Multiple reviewers raised concerns about mismatch between results reported in our work vs. results reported in previous works, and we would like to address these concerns:

  • Reviewer kKKV asked about the discrepancy in the MBPP benchmark results
    • The prompt used in original CodeGen evaluation for this task is of the following format:
    def similar_elements(test_tup1, test_tup2):
        '''
        Write a function to find the shared elements from the given two lists.
        '''
    
    • This prompt formulation requires the model to complete the function body given the function signature and docstring.
    • We, on the other hand, formulated the problem as a stricter text-to-code task, where the input is the docstring alone and the output is the entire Python function.
    • Due to this difference in task formulation, we observe the discrepancy in the results.
  • Reviewer cViY raised concern about mismatch in CodeT5 results
    • The reviewer pointed out that for the Concode benchmark, we report BLEU=27.5+, CodeBLEU=30+ and EM=16+, while the original CodeT5 paper reports BLEU=41.48, CodeBLEU=44.10, and EM=22.70. The reviewer also pointed out that this phenomenon exists in other tasks, and thus questioned the reliability of the experiments.
    • We respectfully point-out that this is due to a misinterpretation of the two results.
    • Results reported in our work are for varying number of fine-tuning examples (100-1000 fine-tuning examples), while the results reported in prior works are when the entire training dataset of the benchmark is used.
    • Specifically for the Concode dataset, the results reviewer quoted from our work (BLEU=27.5+, CodeBLEU=30+ and EM=16+) are when only 1000 fine-tuning examples are used, and the results reported in the CodeT5 paper (BLEU=41.48, CodeBLEU=44.10, and EM=22.70) are when the entire 100,000 fine-tuning examples in the Concode dataset are used.

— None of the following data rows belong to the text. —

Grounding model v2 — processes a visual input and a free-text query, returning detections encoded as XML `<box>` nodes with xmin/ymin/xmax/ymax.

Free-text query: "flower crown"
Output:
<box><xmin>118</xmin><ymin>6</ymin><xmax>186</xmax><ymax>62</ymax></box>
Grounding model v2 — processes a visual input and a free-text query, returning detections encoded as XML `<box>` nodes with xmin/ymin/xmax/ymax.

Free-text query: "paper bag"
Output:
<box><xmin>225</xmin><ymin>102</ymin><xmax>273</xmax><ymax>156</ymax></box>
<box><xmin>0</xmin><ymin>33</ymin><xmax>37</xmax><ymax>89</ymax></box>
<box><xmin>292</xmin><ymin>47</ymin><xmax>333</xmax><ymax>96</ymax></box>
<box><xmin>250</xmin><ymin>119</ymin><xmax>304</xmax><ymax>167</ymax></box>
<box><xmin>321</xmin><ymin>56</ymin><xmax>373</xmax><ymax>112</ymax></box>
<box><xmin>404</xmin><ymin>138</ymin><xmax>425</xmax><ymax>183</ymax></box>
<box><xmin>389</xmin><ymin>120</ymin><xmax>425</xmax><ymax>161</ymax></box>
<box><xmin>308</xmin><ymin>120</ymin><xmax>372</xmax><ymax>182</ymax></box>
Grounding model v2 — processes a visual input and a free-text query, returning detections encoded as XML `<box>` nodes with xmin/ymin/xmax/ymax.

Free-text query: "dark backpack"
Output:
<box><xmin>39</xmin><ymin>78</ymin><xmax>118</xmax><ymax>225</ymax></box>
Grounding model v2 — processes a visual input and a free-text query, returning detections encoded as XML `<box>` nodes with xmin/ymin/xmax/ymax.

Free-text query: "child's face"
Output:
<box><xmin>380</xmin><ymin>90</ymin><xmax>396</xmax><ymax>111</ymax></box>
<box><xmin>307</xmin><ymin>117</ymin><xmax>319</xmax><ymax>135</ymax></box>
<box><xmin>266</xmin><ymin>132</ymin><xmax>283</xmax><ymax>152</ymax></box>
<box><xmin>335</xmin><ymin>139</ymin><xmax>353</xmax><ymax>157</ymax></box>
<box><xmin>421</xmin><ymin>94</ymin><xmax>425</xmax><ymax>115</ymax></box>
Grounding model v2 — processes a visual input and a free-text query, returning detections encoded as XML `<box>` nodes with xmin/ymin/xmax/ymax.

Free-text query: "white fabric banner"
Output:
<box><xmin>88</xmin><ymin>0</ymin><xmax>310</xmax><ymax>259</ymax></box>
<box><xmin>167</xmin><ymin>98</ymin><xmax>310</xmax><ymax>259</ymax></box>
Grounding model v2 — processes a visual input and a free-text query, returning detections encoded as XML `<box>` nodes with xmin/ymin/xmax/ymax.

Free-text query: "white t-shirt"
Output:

Because we use 1% of the original training dataset, the results are bound to be different. This is the case with other results reported in the paper as well.
    • We would also like to point out that while we use a subset of the training data to fine-tune models, we use the entire test dataset for each benchmark to evaluate and report the results.
  • Reviewer t7DZ asked about the correctness of BLEU score implementation
    • We confirm that the BLEU score implementation is correct and is computed on the code (only non-terminal nodes) and not on the serialized trees (both terminal and non-terminal nodes). Along with BLEU scores, we also report CodeBLEU and pass@k metrics which can only be computed on code and not on trees. We show improvements similar to BLEU scores on these metrics as well.
    • We acknowledge that BLEU score is not an appropriate metric to evaluate code and it has been highlighted in various prior works as well. However, we chose to report the metric to ensure consistency between metrics reported for these benchmarks in prior works and our work.

Having clarified the concerns, we appreciate feedback provided by the reviewers. Specifically,

  • Reviewer kKKV suggestion to include benchmarks with unit-tests and MBPP results with more samples
  • Reviewer adVs, kKKV, 28Uu, cViY suggestion to compare with other ways of including structures and related work
  • Reviewer t7DZ suggestions to include scaling experiments

We believe these experiments will help improve our work, but we require more time to include these experiments appropriately in the paper. Thus, we have decided to withdraw the submission.